実世界での器用なロボット操作を達成するには、人間の監視とアルゴリズムエンジニアリングに大きく依存しており、これが一般的な物理的知能を追求する上での中心的なボトルネックとなっている。新興のコーディングエージェントはコードを生成してアルゴリズム探索を自動化できるが、その成功は主にデジタル環境に限定されている。我々は、ロボティクス研究を自動化するために欠けている抽象化は、実世界でのポリシー改善のための反復可能なフィードバックループ（シーンをリセットし、ポリシーを実行し、結果を検証し、次の反復を改善する）であると推測する。このギャップを埋めるために、我々はENPIREを導入する。これはコーディングエージェントのためのハーネスフレームワークであり、この物理的フィードバックルーチンを4つのコアモジュールで具体化する。すなわち、自動リセットと検証のための環境モジュール(EN)、ポリシー改良を開始するポリシー改善モジュール(PI)、1台または複数の物理ロボットを並行して動作させてポリシーを評価するロールアウトモジュール(R)、そしてコーディングエージェントがログを分析し、文献を参照し、トレーニングインフラとアルゴリズムコードを改善して障害モードに対処する進化モジュール(E)である。この閉ループシステムは、実世界の操作学習を制御可能な最適化手順に変換し、人間の労力を最小限に抑えつつ、トレーニングレシピとエージェントバリアント間での公平なアブレーションを可能にする。ENPIREを活用することで、最先端のコーディングエージェントは、ピンボックスの整理、ジップタイの締め付け、道具の使用といった困難で器用な操作タスクにおいて、自律的にポリシーを訓練し99%の成功率を達成できる。
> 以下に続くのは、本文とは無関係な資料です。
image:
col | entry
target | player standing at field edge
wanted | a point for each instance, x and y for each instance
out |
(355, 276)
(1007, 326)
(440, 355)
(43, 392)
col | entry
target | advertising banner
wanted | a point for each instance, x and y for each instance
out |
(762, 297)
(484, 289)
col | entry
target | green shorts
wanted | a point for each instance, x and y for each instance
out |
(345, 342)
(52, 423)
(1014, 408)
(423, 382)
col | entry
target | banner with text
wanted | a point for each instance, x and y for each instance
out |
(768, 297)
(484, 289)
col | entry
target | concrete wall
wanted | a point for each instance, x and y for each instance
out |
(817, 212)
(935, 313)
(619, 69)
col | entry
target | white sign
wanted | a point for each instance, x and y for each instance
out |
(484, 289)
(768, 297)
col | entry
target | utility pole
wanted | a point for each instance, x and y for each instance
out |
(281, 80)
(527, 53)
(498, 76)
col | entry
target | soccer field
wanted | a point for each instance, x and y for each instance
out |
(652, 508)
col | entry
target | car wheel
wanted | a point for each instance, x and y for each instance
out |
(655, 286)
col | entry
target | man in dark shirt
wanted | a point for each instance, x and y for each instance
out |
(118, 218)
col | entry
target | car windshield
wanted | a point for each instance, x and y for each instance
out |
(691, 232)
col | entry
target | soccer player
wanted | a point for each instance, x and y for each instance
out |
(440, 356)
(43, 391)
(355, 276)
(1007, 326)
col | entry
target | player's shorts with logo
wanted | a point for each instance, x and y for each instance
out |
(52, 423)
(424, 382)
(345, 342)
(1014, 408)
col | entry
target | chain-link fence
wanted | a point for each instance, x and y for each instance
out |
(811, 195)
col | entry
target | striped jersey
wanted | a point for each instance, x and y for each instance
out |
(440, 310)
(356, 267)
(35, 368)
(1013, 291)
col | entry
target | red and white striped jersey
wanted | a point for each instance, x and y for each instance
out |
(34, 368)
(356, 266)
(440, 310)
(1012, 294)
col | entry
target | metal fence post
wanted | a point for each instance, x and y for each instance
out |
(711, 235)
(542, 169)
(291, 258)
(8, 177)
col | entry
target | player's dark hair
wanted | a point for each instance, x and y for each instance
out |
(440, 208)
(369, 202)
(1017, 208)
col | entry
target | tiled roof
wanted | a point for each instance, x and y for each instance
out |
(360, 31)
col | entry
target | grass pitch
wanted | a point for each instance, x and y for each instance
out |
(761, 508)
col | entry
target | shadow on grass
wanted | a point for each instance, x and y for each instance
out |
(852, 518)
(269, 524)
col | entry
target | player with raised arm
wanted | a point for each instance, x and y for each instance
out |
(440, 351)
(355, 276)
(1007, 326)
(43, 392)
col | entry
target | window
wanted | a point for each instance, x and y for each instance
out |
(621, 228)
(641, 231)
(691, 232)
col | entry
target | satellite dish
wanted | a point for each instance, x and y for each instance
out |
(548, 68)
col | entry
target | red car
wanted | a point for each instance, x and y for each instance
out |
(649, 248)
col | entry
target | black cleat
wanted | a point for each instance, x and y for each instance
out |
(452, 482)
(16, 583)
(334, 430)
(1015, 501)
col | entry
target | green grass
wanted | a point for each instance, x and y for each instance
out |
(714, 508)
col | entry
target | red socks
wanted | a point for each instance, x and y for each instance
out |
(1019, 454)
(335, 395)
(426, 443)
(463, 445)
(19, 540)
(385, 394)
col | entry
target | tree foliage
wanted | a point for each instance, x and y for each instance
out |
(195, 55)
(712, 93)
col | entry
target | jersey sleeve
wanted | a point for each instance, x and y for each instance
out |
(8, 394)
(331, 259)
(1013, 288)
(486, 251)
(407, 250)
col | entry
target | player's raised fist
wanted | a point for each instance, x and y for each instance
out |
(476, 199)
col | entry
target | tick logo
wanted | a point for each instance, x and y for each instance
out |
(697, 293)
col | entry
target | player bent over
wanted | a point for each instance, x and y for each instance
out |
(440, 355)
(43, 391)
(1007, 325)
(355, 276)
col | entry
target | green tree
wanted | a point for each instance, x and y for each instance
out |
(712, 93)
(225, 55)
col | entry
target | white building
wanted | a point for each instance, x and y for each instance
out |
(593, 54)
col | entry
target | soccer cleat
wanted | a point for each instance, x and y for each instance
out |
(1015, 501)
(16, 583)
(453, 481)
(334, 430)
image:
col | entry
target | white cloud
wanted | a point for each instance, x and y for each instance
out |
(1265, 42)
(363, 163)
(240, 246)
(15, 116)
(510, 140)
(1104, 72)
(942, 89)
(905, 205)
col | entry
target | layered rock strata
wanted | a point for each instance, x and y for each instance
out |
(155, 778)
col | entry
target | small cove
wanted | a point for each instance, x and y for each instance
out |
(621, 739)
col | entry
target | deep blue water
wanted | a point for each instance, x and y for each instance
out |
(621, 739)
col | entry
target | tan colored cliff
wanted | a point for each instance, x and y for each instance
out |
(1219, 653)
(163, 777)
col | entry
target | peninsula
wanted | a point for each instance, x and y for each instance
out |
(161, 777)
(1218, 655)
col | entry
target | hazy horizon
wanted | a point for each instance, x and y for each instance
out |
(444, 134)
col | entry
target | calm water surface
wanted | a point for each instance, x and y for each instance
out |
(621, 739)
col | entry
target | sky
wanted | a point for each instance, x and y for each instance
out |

このプロセスは、ロボットフリートにエージェントチームを派遣することでさらに加速する。我々の結果は、物理世界でロボティクスを自律的に進歩させるためにコーディングエージェントを展開する、実用的かつスケーラブルな道筋を示唆している。

English

Achieving dexterous robotic manipulation in the real world heavily relies on human supervision and algorithm engineering, which becomes a central bottleneck in the pursuit of general physical intelligence. Although emerging coding agents can generate code to automate algorithm search, their successes remain largely confined in digital environments. We conjecture that the missing abstraction to automate robotics research is a repeatable feedback loop for real-world policy improvement: reset the scene, execute a policy, verify the outcome, and refine the next iteration. To bridge this gap, we introduce ENPIRE, a harness framework for coding agents that instantiates this physical feedback routine with four core modules: an Environment module (EN) for automatic reset and verification, a Policy Improvement module (PI) that launches policy refinement, a Rollout module (R) to evaluate policies with one or multiple physical robots operating in parallel, and an Evolution module (E) in which coding agents analyze logs, consult literature, improve training infrastructure and algorithm code to address failure modes. This closed-loop system transforms real-world manipulation learning into a controllable optimization procedure, minimizing human effort while allowing fair ablations across training recipe and agent variants. Powered by ENPIRE, frontier coding agents can autonomously train a policy to achieve a 99% success rate on challenging, dexterous manipulation tasks, such as organizing a pin box, fastening a zip tie, and tool use, a process that further accelerates when we dispatch an agent team on a robot fleet. Our results suggest a practical and scalable path toward deploying coding agents to autonomously advancing robotics in the physical world.